Systems Seminar

EPFL IC Systems Seminar

Rethinking the GPU Execution Model



Abstract

Graphics processing units (GPUs) have become the architectural choice to achieve high throughput in general-purpose computing. Thread-level parallelism (TLP) in GPUs is implemented by concurrently executing a large number of threads. However, GPUs cannot often achieve the theoretical peak performance. I found that the critical performance bottlenecks on GPUs are 1) limited memory system performance and 2) limited thread scheduling resources and register file.

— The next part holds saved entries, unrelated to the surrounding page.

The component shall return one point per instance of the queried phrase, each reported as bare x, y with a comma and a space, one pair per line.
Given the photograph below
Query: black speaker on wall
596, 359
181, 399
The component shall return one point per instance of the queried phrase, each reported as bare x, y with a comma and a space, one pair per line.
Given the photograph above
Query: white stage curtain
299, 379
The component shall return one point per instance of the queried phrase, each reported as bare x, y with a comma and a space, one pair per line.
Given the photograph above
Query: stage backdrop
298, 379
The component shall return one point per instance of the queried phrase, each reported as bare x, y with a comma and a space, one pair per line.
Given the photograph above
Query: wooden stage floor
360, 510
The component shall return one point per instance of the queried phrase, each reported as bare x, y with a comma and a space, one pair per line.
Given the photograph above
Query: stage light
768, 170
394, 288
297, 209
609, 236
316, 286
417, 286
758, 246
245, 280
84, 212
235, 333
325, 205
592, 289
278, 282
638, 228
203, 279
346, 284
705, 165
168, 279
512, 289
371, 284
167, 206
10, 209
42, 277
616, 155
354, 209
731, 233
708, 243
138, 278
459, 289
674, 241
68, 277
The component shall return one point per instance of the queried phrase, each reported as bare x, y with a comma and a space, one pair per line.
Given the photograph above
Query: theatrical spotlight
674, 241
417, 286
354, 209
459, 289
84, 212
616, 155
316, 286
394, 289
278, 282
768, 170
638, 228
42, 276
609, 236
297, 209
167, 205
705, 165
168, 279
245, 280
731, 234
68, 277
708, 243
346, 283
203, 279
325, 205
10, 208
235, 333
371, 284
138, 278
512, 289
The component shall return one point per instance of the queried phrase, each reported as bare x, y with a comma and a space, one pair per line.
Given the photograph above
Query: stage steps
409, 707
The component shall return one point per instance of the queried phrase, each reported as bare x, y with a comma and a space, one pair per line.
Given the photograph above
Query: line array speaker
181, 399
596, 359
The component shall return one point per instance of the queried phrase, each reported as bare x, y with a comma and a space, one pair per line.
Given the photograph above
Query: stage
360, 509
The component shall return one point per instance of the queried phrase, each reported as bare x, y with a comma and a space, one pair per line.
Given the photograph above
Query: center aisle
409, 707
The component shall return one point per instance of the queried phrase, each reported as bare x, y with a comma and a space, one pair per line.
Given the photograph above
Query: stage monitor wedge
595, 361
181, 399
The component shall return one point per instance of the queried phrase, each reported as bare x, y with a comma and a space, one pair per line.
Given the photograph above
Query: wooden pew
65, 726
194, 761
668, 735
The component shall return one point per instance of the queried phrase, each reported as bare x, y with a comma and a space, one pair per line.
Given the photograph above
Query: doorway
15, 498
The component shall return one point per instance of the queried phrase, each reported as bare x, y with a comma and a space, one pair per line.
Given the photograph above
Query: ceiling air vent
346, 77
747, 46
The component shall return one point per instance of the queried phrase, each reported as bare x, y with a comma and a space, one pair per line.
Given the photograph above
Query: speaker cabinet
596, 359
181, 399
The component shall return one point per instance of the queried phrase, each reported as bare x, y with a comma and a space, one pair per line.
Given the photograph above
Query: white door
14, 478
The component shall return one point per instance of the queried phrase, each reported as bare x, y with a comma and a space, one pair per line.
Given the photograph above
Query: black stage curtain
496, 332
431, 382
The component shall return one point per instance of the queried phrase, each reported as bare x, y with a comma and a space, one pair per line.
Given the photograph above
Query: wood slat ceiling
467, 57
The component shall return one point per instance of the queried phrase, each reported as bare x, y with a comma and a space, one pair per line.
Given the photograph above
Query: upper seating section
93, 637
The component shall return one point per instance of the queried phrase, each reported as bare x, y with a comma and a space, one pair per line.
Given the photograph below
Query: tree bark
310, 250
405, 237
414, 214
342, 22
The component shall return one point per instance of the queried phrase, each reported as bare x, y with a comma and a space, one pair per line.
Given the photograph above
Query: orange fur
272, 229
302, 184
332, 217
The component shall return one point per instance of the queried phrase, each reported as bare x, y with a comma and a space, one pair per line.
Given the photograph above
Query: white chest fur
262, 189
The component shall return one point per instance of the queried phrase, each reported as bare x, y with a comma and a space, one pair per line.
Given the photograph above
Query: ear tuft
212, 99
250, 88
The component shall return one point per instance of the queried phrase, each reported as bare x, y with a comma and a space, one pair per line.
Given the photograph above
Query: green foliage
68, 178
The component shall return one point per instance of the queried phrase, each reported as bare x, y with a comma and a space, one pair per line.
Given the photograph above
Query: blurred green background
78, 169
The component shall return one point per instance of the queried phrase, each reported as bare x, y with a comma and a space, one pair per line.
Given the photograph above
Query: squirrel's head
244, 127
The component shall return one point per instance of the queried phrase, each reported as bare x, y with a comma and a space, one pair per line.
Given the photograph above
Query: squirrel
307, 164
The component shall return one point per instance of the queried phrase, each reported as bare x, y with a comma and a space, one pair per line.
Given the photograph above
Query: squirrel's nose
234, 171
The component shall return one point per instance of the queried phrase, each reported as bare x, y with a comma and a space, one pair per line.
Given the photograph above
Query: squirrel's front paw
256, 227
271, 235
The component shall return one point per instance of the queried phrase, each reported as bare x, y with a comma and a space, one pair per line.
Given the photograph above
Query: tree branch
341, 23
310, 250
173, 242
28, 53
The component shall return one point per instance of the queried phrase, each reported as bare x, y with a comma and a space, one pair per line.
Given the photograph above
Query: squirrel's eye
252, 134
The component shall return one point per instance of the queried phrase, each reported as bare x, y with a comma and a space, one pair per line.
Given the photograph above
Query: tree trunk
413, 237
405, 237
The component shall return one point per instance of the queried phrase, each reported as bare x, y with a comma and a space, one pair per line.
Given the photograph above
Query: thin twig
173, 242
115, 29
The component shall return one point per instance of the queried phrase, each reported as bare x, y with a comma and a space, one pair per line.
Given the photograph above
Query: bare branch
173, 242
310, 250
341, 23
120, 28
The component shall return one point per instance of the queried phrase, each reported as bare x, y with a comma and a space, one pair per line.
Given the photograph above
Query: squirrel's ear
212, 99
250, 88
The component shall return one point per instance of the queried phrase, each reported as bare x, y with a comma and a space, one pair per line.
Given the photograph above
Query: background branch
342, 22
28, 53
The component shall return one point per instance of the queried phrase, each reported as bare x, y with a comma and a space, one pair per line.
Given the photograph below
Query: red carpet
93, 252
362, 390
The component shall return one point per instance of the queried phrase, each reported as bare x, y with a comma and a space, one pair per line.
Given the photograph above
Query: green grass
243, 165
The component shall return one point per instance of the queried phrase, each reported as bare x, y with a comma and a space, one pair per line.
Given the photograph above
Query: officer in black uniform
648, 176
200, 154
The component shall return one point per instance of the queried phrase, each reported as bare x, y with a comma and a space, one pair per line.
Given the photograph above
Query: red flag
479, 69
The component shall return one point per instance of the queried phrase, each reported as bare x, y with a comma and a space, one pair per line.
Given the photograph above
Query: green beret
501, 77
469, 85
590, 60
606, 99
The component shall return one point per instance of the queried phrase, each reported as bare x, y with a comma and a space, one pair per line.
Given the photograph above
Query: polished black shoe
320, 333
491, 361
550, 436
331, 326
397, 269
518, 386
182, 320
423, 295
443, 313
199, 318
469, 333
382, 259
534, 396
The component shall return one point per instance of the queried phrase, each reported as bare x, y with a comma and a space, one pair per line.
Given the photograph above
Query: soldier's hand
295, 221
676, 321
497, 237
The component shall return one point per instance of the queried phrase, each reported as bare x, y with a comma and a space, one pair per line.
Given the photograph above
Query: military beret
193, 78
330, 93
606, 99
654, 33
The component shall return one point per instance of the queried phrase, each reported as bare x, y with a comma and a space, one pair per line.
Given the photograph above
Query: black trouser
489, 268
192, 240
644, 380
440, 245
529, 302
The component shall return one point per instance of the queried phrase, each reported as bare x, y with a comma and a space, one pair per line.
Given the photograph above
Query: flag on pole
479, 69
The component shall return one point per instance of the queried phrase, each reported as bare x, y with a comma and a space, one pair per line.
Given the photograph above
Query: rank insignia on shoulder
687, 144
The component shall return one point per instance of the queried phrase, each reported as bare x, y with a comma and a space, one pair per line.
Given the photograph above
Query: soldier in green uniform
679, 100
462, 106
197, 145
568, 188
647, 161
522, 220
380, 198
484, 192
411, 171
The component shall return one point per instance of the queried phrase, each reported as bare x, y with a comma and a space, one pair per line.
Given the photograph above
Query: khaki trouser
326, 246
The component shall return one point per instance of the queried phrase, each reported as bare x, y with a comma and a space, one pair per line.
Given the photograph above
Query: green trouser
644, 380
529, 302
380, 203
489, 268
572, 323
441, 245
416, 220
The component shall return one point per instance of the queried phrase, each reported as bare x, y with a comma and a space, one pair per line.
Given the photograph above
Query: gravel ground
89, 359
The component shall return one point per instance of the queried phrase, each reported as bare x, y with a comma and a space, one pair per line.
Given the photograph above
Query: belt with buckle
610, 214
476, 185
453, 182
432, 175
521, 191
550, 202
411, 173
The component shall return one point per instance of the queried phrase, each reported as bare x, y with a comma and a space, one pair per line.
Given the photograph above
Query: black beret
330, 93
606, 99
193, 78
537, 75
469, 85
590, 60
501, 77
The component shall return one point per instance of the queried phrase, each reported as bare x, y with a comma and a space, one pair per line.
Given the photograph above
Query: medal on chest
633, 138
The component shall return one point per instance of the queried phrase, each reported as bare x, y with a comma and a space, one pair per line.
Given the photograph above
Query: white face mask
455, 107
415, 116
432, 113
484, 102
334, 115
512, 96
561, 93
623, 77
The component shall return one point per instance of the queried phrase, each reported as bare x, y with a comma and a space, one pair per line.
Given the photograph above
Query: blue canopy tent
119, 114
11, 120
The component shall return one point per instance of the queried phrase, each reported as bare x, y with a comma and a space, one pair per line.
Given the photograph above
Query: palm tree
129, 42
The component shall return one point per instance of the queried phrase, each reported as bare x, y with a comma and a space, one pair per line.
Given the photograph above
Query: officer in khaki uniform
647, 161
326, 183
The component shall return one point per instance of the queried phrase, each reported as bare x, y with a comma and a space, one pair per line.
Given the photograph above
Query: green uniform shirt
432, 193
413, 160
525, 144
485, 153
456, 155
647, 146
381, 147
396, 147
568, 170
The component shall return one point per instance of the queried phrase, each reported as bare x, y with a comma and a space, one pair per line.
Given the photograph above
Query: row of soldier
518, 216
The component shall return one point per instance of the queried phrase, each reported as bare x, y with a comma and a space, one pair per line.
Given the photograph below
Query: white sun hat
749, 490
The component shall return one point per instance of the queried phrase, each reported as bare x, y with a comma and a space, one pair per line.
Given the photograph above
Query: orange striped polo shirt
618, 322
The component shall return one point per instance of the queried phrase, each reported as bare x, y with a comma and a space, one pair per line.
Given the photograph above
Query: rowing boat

In this talk, I will show the GPU execution model and two above performance bottlenecks on GPUs in detail. Then, I will introduce two solutions addressing these challenges. First, I will introduce a new GPU architecture, called Adaptive PREfetching and Scheduling (APRES), that overcomes the limited memory system performance by improving cache efficiency on GPUs. Second, I will introduce another work, called FineReg, that provides a solution to schedule threads over the limits of scheduling resources and register file on GPUs.

Biography

Yunho completed his Ph.D. in the School of Electrical and Electronic Engineering at Yonsei University in August 2018. His research interests include high-performance GPU architecture, in-storage processing architecture, energy-efficient large-scaled system architectures, and database processing systems. From 2016 to 2017, Yunho worked as a visiting graduate scholar at the University of Southern California. From 2011 to 2014, he worked as a software engineer at Mobile Communications Business, Samsung Electronics.